鬼犬帶走了降頭師的頭顱,而羅美人並沒有感覺到降頭術消失,也就是說,那個降頭師還未死絕,這也正常,全身都被降頭術占領的降頭師,又哪裏可能那麽容易就死去。
“可惡,給老娘把東西放下!”羅美人發足狂奔,追向那個鬼犬逃跑的方向。
跑著跑著,忽然一個人影擋在了羅美人身前,一頭冰藍色的長發,皮膚白皙的仿佛是冬雪,渾身散發著冰寒的氣息。
別人可能認不出她是誰,但是羅美人卻清楚地記得這個人的氣息,不是那天和羅美人大打出手的外教還能是誰?
“雪女?這裏雖然是北國,但是雪女這種怨侶應該不存在才是。”羅美人一眼就看穿了對方的本質,這當然得益於景天行能力的滲透,但是另一方麵也說明了降頭術已經將她和景天行推到了死亡的邊緣,若是不能將那個降頭師徹底殺死,後果不必多說。
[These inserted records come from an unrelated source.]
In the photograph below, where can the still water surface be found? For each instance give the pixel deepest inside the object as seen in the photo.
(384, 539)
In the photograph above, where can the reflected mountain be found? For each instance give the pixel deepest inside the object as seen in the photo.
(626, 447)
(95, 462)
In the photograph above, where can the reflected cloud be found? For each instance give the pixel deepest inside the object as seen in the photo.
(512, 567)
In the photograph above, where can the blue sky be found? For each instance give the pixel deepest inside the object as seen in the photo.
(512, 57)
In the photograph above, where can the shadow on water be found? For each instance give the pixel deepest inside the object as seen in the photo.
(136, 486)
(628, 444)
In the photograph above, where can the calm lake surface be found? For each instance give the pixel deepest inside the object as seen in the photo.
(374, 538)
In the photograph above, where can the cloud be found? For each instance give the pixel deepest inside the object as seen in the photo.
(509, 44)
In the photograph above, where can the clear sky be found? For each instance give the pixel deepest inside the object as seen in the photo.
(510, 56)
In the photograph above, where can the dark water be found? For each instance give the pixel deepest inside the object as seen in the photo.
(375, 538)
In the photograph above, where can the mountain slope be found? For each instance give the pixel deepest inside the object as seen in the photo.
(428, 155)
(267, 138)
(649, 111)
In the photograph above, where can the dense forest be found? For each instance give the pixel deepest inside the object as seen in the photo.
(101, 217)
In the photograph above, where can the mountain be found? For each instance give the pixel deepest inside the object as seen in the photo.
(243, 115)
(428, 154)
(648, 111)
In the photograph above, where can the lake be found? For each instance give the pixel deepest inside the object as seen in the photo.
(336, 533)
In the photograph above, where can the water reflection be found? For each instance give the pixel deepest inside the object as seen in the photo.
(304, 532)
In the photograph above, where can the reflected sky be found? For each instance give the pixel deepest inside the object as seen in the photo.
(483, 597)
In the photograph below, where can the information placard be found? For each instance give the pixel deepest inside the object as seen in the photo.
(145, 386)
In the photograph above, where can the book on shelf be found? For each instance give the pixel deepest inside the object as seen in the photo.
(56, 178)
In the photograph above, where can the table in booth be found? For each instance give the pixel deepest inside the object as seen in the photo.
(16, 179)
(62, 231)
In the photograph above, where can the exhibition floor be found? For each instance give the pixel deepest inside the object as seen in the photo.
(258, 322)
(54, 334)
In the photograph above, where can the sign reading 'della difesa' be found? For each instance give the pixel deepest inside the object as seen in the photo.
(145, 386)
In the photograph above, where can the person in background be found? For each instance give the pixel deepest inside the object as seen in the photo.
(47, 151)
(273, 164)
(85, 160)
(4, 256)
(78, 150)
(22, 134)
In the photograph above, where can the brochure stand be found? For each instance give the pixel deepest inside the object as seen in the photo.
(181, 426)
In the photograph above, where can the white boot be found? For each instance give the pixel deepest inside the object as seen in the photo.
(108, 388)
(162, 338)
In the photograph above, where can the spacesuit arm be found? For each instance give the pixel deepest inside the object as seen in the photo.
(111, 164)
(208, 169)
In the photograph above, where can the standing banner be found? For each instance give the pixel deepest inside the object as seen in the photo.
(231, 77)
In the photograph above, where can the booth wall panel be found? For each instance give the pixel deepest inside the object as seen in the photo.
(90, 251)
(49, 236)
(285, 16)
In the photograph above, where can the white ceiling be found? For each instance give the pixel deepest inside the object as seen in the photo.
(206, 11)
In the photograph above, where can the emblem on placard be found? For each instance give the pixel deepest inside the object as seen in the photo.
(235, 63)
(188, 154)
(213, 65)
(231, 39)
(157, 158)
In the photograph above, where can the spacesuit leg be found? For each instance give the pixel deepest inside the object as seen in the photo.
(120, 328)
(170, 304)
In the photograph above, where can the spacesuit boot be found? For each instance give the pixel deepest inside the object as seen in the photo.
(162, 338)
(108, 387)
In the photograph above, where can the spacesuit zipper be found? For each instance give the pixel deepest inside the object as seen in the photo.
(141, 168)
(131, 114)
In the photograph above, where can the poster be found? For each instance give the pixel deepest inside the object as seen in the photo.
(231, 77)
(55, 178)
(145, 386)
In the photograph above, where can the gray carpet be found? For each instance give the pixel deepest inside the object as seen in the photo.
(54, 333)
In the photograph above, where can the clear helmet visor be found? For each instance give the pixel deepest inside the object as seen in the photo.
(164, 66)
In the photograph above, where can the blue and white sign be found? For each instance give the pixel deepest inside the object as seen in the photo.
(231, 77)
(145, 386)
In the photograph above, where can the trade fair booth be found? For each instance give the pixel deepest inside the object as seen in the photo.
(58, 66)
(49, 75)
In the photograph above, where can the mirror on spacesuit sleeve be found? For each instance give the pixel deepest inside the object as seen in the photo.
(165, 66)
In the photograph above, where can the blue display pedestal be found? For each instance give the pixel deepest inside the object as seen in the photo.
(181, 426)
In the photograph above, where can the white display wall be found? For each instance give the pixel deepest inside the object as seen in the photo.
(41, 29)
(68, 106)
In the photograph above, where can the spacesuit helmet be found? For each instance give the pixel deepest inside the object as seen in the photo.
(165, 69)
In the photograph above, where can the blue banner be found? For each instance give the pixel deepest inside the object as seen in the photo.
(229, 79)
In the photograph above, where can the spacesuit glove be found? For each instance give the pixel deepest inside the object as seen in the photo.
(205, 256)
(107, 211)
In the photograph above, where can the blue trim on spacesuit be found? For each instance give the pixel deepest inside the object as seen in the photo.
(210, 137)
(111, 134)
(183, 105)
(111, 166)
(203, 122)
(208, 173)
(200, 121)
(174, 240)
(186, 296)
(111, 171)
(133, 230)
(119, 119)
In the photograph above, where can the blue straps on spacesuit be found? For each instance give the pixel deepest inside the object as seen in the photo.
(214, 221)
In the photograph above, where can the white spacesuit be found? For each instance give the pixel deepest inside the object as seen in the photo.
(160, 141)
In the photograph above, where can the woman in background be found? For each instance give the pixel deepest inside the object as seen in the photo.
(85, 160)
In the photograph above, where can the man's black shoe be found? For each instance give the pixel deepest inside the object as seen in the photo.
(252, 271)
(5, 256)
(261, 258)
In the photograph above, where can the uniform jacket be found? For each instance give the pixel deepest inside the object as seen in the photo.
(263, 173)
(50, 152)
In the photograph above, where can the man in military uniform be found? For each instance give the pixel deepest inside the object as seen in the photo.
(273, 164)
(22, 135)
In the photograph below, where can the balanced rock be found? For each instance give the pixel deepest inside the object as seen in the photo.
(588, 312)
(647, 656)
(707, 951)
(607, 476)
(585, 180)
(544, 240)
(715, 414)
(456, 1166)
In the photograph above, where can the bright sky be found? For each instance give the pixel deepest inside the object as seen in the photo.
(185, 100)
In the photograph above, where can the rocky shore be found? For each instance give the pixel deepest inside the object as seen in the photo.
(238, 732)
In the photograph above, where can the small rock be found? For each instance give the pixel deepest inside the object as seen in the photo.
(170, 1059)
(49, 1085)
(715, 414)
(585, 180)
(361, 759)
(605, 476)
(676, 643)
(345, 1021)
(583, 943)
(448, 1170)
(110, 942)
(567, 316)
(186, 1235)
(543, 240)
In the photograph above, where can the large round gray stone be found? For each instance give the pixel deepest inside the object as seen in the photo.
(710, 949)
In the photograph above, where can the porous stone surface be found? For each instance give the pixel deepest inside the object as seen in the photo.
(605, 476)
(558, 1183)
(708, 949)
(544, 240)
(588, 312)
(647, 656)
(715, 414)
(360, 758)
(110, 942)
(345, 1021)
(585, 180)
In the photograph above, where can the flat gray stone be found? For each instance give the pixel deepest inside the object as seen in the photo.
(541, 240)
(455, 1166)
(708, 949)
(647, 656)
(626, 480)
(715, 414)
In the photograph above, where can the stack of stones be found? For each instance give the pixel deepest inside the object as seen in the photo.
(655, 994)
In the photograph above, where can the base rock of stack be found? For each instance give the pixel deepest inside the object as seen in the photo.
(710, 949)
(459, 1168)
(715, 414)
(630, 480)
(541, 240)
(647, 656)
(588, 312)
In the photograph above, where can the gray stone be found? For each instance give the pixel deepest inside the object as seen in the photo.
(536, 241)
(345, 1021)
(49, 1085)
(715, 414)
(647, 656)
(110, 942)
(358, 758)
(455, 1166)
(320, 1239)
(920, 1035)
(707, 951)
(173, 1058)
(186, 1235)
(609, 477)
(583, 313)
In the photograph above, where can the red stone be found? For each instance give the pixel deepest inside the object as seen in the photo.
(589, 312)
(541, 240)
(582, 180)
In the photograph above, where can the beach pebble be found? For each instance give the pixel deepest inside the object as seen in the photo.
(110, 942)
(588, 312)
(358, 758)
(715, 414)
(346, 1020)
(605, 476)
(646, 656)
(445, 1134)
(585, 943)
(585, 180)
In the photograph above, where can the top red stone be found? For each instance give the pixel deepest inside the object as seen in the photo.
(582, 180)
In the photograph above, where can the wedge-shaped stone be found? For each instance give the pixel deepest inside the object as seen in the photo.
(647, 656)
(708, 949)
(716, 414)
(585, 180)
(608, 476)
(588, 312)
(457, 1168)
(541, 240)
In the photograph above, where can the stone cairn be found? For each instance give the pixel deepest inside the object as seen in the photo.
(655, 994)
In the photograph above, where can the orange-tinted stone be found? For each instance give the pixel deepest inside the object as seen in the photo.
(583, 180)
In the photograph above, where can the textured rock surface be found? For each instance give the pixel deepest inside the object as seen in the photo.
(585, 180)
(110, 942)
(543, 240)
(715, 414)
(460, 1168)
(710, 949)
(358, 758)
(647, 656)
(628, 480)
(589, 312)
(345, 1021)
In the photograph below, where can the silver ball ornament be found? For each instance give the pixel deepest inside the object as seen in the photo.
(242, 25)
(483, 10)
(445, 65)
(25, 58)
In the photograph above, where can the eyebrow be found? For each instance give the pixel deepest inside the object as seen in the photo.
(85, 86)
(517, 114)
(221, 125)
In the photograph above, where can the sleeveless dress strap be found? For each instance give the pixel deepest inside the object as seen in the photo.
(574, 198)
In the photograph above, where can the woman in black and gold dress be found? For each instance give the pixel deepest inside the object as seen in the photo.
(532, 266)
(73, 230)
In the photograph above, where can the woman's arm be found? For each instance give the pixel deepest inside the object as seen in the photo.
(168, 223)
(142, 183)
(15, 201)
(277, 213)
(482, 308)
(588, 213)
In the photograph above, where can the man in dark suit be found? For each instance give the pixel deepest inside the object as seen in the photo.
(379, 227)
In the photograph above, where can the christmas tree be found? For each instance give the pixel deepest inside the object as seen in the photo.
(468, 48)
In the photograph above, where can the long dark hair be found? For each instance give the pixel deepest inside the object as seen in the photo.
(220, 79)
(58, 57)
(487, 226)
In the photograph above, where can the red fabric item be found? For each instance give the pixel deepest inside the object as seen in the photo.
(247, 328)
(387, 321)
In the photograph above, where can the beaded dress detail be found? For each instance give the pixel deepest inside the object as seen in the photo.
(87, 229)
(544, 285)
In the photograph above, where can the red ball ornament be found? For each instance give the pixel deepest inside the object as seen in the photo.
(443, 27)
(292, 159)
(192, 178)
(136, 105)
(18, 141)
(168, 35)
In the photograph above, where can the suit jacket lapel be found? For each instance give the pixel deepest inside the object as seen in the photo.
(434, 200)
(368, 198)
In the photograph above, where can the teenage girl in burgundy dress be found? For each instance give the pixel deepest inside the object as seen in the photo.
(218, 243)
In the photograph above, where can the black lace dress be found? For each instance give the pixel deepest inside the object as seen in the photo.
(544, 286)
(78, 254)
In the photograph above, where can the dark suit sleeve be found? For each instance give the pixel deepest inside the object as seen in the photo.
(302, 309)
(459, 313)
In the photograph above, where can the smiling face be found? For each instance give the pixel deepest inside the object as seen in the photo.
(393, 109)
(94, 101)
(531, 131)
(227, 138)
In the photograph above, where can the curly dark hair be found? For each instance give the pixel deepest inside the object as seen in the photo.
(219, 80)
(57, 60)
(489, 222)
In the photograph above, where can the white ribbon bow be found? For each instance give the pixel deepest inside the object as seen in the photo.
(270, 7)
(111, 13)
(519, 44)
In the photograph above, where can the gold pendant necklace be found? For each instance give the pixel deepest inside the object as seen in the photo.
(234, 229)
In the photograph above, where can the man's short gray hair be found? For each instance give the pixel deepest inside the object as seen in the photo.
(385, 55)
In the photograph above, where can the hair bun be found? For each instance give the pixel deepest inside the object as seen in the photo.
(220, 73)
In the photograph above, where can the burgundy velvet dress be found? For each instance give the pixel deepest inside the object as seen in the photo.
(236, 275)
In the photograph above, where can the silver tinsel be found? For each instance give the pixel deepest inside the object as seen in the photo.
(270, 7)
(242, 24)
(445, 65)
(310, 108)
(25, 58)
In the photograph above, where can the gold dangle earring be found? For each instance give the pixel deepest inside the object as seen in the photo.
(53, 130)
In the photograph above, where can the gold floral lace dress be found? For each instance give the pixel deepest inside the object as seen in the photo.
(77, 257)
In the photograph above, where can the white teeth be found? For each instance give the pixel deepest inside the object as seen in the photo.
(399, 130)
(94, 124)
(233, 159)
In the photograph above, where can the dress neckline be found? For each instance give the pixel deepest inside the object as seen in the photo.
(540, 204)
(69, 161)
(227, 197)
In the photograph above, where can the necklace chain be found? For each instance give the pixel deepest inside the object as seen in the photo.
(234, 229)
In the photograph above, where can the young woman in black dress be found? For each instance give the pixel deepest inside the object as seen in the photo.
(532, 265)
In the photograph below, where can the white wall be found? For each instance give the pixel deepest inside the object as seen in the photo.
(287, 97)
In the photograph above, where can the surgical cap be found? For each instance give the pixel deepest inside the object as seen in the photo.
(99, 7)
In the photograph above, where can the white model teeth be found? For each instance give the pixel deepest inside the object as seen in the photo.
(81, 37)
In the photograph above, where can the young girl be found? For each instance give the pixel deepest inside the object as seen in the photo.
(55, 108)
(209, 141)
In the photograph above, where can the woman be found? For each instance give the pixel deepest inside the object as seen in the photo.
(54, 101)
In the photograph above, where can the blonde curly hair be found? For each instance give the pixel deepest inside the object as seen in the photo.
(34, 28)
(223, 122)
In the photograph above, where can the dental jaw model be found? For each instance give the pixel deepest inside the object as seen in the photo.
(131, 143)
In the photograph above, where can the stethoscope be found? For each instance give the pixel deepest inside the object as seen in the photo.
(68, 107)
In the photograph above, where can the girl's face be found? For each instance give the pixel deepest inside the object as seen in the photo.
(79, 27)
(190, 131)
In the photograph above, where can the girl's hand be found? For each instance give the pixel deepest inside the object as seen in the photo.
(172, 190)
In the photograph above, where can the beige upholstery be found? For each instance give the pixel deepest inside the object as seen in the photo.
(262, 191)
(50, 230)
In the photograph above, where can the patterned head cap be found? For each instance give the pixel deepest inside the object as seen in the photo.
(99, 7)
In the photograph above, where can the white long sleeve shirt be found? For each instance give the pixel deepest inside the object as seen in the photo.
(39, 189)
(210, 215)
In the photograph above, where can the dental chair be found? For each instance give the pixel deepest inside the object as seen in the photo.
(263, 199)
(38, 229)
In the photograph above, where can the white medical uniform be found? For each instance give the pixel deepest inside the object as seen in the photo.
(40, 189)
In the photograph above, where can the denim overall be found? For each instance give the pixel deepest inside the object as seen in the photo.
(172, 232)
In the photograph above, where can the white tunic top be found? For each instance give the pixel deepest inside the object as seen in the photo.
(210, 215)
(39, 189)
“一生為戀人,百世成怨侶,君若不負我,愛何生怨憤。”雪女展顏一笑,這夏末秋初的時候,陰沉的天空更加陰霾,雪花竟然緩緩飄落起來。
“讓開,別逼我。”羅美人沒有理會在那裏自怨自艾的雪女,眼中凶光畢現,若是對方非要阻止她的話,她是絕對不會手下留情的。
“我有擋著你嗎?”雪女俏皮地眨眨眼,銀灰色的瞳孔中倒映著羅美人的身影,但是那雙眼中卻有著另一個稍顯模糊的身影。
羅美人正欲發作,可是眼中的世界忽然大變,景天行的力量如潮水般倒退起來,降頭術消失了,如果不是降頭師解除了降頭術,那隻有一個答案,就是施術者已經死掉了。
“為什麽?”羅美人帶著三分戒備七分不解看著眼前的雪女,如果所料非錯的話,這座學校中,並非降頭師一個人在作惡,這也解釋了為何羅美人他們第一次來調查,發現很多不合理的現象,但若是加上這個雪女和她養的狗,就說通了。